Google si riserva il diritto di installare sul computer dell’utente il servizio GoogleUpdate.exe che aggiorna automaticamente Chrome come e quando vuole Google, e l’utente non ha il diritto di fermare questo servizio. Mi apre che questo servizio già ci sia per la google bar (io non l’adopero)
“By submitting, posting or displaying the content you give Google a perpetual, irrevocable, worldwide, royalty-free, and non-exclusive license to reproduce, adapt, modify, translate, publish, publicly perform, publicly display and distribute any content which you submit, post or display on or through, the services. This license is for the sole purpose of enabling Google to display, distribute and promote the services and may be revoked for certain services as defined in the additional terms of those services.”

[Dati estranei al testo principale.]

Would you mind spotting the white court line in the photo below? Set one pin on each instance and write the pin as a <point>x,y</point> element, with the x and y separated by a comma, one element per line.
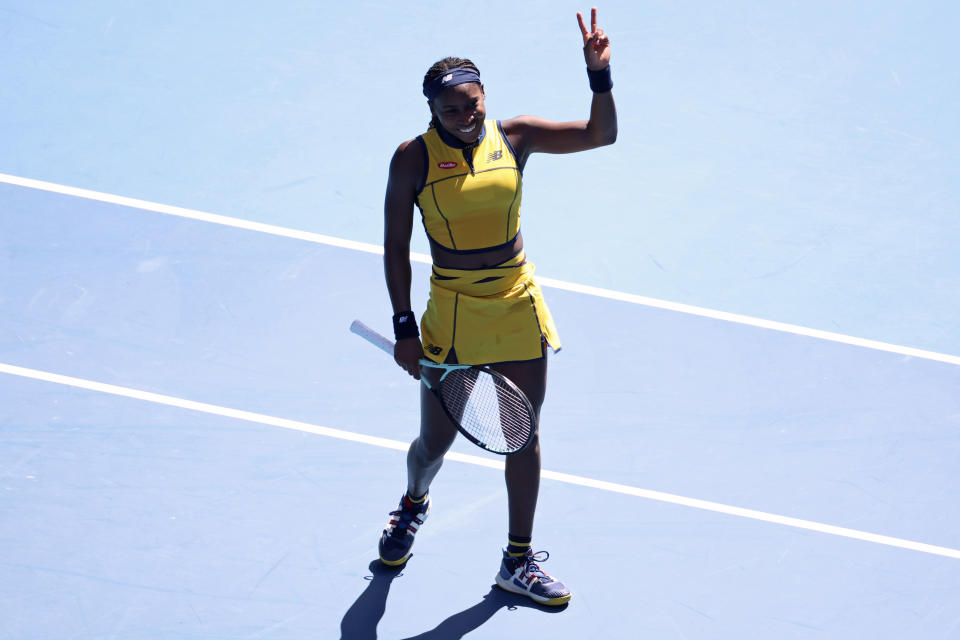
<point>567,478</point>
<point>420,257</point>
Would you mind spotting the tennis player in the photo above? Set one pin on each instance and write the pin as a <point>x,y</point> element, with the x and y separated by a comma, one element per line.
<point>464,175</point>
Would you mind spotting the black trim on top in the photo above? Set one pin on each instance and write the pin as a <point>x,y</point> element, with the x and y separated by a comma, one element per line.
<point>453,336</point>
<point>467,251</point>
<point>452,141</point>
<point>426,164</point>
<point>433,192</point>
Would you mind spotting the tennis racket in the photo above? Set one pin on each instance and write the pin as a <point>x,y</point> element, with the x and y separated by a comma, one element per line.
<point>487,407</point>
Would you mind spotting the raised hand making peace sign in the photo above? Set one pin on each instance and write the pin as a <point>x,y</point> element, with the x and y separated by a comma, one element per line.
<point>596,44</point>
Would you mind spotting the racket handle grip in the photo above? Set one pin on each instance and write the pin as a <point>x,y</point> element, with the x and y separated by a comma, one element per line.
<point>372,336</point>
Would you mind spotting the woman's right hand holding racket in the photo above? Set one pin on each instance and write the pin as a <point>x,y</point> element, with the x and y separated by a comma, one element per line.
<point>407,353</point>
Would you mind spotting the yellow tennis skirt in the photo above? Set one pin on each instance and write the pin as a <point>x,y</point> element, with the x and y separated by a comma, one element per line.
<point>487,315</point>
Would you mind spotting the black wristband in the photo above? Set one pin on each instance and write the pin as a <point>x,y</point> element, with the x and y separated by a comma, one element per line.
<point>405,325</point>
<point>600,80</point>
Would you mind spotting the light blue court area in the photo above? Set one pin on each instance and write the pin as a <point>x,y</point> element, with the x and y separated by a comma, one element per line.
<point>193,445</point>
<point>137,517</point>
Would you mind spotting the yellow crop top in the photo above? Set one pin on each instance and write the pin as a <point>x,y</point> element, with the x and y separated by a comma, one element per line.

Questa clausola inevce dice che l’utente che usa Chrome concede a Google il diritto di fare quello che vuole con il contenuto delle pagine web che Chrome visualizza e di conseguenza tutto quello che l’utente ci scrive dentro.
“Some of the services are supported by advertising revenue and may display advertisements and promotions. These advertisements may be targeted to the content of information stored on the services, queries made through the services or other information.
The manner, mode and extent of advertising by Google on the services are subject to change without specific notice to you.”
In ultimo alcuni dei servizi legati a Chrome mostrano della pubblicità (il core business di Google) cambia in base a certi criteri e che i criteri e le modalità di visualizzazione della pubblicità sono cambiano senza che l’utente venga informato.
Pacifico che questo contratto vale per ogni sistema opeartivo su cui Chrome andrà ad installarsi.
La cosa che mi dà piu’ da pensare e’ la seconda clausola: quando un amministratore di rete userà Chrome per la gestione remota via web di una qualche server / servizio, magari per per loggarsi sul pannello di controllo di un server remoto, anche se connessione fosse cifrata quello che dentro il browser il browser ovviamente lo sà, siamo sicuri che i dati del server e le credenziali scritte nel form di login non andranno a finire da qualche parte nella pancia di Google ???
Che Internet Explorer contenesse subdolamente delle back door è un sospetto che c’è sempre stato ma non è mai stato provato, visto che mancano i sorgenti da verificare, questi di Google invece non provano nemmeno a nasconderlo.
Io sarò anche paranocio, fà parte del mio lavoro esserlo, ma edesso quanti di voi continueranno a tenere Chrome sul computer ???